O FMI alerta: a tokenização pode disparar os riscos
O FMI avisa que a ascensão da tokenização — imóveis, obrigações e ações na blockchain — pode tornar os mercados financeiros mais rápidos, mas também mais frágeis. Para os investidores europeus, ainda a habituar-se ao MiCA, é um sinal a levar a sério.
O Fundo Monetário Internacional avisa, num novo relatório, que a tokenização de ativos financeiros pode tornar os mercados mais rápidos e eficientes, mas retira ao mesmo tempo as almofadas que normalmente travam os choques. Segundo Tobias Adrian, economista do FMI, a tokenização faz desaparecer as «frictions» que dão ao sistema financeiro tradicional tempo para reagir a uma crise — com o risco de que erros, choques de mercado ou vendas automatizadas em massa se propaguem mais depressa do que os supervisores conseguem intervir.
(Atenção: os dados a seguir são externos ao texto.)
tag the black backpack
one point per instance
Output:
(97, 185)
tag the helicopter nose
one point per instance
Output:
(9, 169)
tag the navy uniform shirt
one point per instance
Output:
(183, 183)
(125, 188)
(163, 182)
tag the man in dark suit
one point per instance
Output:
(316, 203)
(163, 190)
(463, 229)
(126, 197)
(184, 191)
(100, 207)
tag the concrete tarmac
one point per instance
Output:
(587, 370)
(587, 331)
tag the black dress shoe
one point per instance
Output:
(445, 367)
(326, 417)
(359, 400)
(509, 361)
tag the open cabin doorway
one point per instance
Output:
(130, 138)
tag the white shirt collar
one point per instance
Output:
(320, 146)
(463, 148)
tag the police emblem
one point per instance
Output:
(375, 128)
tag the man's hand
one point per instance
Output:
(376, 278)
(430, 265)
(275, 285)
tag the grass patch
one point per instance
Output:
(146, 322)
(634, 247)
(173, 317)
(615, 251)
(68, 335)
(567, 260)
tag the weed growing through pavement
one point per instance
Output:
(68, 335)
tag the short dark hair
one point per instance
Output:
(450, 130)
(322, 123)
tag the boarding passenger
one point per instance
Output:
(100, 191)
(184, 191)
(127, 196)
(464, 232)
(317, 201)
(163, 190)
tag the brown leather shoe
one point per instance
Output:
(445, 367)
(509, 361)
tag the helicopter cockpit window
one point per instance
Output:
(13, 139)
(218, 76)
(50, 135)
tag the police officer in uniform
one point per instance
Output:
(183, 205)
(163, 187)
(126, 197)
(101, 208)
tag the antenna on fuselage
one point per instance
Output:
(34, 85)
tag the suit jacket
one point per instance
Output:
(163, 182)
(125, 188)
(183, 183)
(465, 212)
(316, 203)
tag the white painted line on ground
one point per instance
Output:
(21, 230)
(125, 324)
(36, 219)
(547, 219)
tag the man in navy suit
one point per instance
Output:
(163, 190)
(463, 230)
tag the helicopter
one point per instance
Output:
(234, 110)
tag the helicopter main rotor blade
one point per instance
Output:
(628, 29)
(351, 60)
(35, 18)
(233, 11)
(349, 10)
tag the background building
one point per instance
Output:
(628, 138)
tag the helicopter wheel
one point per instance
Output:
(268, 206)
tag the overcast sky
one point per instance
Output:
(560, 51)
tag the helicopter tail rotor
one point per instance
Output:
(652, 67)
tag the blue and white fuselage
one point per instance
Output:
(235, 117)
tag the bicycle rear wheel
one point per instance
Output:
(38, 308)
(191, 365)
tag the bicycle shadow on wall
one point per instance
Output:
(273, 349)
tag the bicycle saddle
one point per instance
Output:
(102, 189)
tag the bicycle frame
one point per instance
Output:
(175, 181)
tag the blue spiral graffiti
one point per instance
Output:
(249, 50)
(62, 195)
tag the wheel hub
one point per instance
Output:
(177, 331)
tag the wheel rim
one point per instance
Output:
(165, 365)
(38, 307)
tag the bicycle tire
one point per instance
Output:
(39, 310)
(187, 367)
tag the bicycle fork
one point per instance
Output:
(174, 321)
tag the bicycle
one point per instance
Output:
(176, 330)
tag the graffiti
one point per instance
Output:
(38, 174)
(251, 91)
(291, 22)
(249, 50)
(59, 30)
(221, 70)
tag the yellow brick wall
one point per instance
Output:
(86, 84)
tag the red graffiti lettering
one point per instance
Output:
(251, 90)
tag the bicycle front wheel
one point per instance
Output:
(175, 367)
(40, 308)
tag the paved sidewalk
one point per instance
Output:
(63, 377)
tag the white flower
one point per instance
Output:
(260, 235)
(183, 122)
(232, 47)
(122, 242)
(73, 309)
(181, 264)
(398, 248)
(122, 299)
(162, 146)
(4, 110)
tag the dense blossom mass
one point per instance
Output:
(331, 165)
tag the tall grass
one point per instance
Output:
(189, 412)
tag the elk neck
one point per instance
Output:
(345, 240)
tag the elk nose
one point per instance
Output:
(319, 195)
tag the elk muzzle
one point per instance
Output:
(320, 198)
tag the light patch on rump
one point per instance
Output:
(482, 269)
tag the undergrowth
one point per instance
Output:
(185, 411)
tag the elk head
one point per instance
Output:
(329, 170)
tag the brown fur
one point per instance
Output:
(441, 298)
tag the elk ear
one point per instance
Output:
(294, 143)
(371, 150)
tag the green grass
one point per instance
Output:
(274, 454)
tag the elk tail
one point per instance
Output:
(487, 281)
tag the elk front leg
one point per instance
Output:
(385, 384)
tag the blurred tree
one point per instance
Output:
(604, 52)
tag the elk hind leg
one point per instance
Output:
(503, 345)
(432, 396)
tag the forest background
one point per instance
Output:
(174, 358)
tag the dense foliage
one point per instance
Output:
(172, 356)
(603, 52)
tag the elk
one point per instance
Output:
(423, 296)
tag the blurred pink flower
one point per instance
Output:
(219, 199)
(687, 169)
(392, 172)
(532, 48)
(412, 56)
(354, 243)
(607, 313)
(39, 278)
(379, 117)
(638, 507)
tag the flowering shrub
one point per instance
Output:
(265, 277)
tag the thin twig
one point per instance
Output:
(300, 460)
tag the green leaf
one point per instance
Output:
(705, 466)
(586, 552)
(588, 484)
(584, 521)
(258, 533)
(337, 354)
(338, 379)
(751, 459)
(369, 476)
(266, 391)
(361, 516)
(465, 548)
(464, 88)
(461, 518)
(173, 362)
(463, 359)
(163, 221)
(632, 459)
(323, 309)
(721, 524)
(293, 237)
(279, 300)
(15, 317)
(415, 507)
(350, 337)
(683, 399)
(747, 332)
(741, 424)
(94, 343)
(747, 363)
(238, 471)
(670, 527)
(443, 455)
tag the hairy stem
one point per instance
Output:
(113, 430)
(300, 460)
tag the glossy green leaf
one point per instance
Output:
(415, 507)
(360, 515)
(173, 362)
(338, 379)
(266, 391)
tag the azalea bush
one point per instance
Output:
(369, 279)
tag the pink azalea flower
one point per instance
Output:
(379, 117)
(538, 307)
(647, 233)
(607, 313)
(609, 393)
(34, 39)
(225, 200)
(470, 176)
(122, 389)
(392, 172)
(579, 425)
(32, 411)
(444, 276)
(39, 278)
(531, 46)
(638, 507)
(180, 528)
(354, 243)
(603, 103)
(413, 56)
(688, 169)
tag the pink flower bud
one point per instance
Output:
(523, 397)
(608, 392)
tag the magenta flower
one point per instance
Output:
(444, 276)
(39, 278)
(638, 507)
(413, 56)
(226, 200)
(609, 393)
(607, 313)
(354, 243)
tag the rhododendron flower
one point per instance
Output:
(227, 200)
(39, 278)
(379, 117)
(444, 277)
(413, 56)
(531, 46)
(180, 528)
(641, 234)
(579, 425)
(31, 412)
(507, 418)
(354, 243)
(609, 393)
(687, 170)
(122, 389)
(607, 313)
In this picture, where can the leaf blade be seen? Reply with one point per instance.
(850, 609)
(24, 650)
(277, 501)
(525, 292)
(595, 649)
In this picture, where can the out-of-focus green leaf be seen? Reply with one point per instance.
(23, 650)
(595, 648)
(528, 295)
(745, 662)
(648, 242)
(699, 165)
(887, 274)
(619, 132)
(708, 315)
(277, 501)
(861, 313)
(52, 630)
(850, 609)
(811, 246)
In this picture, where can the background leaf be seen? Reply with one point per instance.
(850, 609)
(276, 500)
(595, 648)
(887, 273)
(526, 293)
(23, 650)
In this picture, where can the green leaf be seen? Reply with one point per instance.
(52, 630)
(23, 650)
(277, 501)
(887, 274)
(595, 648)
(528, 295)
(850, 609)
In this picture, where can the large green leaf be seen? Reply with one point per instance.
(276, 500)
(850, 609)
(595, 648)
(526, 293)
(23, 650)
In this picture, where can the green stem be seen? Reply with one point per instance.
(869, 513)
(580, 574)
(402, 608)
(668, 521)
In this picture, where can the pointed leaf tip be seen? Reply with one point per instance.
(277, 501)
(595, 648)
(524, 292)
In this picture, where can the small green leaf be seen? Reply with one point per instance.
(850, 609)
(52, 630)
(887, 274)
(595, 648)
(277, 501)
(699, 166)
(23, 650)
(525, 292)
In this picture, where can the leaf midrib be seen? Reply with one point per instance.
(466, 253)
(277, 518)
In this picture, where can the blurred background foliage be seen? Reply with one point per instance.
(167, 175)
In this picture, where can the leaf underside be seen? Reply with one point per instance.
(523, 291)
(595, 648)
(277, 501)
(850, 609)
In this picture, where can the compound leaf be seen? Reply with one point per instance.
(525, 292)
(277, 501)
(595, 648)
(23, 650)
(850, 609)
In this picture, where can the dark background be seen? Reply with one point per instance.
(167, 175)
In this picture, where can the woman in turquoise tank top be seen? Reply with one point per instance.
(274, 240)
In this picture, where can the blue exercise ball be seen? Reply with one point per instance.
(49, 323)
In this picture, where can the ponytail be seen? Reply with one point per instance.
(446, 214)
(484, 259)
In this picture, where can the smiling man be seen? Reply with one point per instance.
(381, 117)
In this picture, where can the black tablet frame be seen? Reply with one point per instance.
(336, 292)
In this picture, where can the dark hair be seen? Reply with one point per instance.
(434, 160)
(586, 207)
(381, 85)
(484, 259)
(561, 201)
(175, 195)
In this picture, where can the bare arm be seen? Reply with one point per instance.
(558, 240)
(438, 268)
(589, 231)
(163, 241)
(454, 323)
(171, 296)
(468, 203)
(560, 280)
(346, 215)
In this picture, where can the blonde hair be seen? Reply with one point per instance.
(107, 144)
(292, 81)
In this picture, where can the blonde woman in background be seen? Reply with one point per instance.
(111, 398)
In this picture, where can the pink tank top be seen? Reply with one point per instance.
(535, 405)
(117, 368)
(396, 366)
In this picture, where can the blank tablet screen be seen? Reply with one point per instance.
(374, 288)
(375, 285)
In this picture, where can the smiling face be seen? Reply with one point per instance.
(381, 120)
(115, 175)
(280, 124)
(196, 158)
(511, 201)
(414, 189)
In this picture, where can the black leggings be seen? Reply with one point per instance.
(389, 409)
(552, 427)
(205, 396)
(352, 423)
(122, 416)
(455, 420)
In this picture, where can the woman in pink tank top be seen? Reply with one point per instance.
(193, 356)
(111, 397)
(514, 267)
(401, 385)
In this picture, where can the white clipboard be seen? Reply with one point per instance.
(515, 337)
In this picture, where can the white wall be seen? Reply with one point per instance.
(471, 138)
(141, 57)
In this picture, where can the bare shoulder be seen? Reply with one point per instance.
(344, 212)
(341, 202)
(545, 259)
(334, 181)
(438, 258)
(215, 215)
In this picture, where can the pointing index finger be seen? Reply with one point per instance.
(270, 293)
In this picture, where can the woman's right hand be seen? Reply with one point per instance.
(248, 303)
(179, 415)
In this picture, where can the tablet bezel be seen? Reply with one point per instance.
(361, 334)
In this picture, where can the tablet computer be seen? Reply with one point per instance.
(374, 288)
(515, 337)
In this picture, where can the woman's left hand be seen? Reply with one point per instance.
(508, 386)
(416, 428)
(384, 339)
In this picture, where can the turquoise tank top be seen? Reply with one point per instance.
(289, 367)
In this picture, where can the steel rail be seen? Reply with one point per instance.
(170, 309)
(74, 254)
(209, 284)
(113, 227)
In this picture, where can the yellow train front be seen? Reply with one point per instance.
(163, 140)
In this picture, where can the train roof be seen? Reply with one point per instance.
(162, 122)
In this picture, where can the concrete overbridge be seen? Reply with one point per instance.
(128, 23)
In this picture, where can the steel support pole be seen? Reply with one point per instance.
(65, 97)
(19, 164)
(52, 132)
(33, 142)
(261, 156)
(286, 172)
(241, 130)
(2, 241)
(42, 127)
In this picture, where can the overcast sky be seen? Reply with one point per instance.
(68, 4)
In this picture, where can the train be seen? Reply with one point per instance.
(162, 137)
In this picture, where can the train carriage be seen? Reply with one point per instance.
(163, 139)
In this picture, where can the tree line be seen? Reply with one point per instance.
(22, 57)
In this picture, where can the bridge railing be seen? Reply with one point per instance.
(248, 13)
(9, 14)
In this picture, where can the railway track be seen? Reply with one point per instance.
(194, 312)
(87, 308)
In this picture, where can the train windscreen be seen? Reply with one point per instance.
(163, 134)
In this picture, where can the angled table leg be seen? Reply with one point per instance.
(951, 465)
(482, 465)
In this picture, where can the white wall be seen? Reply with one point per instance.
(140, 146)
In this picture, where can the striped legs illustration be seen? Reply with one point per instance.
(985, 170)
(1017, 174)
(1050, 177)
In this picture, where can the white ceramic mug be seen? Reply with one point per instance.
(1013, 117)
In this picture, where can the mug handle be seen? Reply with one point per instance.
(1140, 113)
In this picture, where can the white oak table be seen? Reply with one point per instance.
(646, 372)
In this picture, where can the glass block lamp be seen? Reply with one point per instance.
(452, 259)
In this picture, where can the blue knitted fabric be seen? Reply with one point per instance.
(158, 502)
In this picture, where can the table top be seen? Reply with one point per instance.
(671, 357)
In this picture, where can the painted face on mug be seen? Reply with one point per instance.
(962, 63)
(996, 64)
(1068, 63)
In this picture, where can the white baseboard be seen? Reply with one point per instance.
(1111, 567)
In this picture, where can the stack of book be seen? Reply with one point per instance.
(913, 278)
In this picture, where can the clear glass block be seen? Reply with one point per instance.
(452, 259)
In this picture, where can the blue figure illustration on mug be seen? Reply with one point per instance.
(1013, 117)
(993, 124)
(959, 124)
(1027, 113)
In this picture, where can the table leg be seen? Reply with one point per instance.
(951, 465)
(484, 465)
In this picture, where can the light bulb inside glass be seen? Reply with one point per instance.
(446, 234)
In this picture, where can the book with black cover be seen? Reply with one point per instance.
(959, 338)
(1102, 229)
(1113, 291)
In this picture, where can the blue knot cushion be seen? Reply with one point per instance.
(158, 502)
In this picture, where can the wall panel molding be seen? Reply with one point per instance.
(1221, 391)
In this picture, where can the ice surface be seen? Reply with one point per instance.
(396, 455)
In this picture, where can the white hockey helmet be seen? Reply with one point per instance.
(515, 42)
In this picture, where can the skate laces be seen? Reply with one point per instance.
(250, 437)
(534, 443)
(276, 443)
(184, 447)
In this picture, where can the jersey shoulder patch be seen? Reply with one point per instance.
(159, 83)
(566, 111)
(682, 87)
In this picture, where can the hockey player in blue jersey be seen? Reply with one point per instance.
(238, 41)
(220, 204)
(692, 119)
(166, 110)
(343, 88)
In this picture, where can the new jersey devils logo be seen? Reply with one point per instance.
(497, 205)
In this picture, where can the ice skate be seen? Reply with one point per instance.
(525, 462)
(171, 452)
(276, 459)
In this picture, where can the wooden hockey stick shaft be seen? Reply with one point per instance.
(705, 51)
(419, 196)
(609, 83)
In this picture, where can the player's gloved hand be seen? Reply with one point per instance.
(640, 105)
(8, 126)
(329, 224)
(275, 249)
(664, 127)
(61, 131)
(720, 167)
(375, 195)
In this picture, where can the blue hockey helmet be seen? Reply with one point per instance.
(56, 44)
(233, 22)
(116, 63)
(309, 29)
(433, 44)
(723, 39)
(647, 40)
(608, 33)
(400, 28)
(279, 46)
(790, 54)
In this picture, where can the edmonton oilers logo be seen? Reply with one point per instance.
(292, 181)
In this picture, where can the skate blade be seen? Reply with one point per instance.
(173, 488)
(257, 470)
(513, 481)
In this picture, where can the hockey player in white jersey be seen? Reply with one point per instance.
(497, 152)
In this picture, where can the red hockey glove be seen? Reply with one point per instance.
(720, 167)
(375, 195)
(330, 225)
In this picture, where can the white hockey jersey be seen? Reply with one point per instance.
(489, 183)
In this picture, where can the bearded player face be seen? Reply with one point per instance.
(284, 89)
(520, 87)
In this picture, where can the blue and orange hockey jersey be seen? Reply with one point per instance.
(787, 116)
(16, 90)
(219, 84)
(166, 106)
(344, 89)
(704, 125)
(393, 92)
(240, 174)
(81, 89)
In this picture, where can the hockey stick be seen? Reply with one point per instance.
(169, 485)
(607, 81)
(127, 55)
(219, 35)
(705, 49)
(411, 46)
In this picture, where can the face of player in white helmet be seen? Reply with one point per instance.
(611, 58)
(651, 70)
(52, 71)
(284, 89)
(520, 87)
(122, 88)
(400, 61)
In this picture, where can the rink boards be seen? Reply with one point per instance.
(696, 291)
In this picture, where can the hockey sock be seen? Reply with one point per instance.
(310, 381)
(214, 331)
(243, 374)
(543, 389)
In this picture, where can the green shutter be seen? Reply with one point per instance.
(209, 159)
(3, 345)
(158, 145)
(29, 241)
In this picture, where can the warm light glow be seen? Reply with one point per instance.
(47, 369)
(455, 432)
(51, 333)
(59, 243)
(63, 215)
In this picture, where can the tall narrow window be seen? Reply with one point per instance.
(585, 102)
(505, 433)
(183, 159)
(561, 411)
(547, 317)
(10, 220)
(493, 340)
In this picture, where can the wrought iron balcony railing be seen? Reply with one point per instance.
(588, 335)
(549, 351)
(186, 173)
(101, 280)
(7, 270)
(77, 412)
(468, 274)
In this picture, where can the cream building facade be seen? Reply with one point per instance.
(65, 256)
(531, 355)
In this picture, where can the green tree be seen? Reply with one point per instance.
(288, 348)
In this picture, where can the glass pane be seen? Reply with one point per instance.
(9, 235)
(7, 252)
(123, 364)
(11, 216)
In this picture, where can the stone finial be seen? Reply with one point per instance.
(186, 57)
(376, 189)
Em resumo FMI: a tokenização pode espalhar choques financeiros mais depressa do que as instituições conseguem reagir «As frictions desaparecem, mas as almofadas também» — liquidações automáticas e chamadas de margem podem escalar sem intervenção humana Risco de concentração: a atividade concentra-se em poucas plataformas grandes, o que transforma falhas de governação em risco sistémico As stablecoins são um elo frágil enquanto meio de liquidação dentro de sistemas tokenizados A tokenização transfronteiriça complica a supervisão e a clareza jurídica sobre a propriedade O FMI apela a legislação mais clara e a coordenação internacional
O que o FMI avisa exatamente
Em duas publicações recentes — uma nota de abril de 2026 e um relatório de seguimento a 1 de julho de 2026 — o FMI mapeia os riscos da «tokenized finance». A tokenização, ou seja, a representação digital em blockchain de ativos reais como imóveis, obrigações ou ações, ganha terreno depressa: gestoras de ativos como a BlackRock já colocaram milhares de milhões em fundos tokenizados na Ethereum. Mas, para o FMI, faltam neste momento os enquadramentos jurídicos e de supervisão capazes de absorver os riscos desse ritmo. Quando os pedidos de liquidez, as chamadas de margem e as vagas de venda acontecem em tempo real, uma avaria pode alastrar mais depressa do que supervisores ou instituições conseguem corrigir.
Risco de concentração e risco das stablecoins
Uma segunda preocupação é a concentração: a tokenização puxa a atividade para um número reduzido de grandes plataformas, pelo que uma falha técnica ou de governação numa delas se torna de imediato um problema sistémico. O FMI aponta ainda o papel das stablecoins como meio de liquidação dentro de sistemas tokenizados — a sua fiabilidade depende de reservas e de mecanismos de resgate que podem revelar-se frágeis sob stress, com risco de corridas aos depósitos em versão digital.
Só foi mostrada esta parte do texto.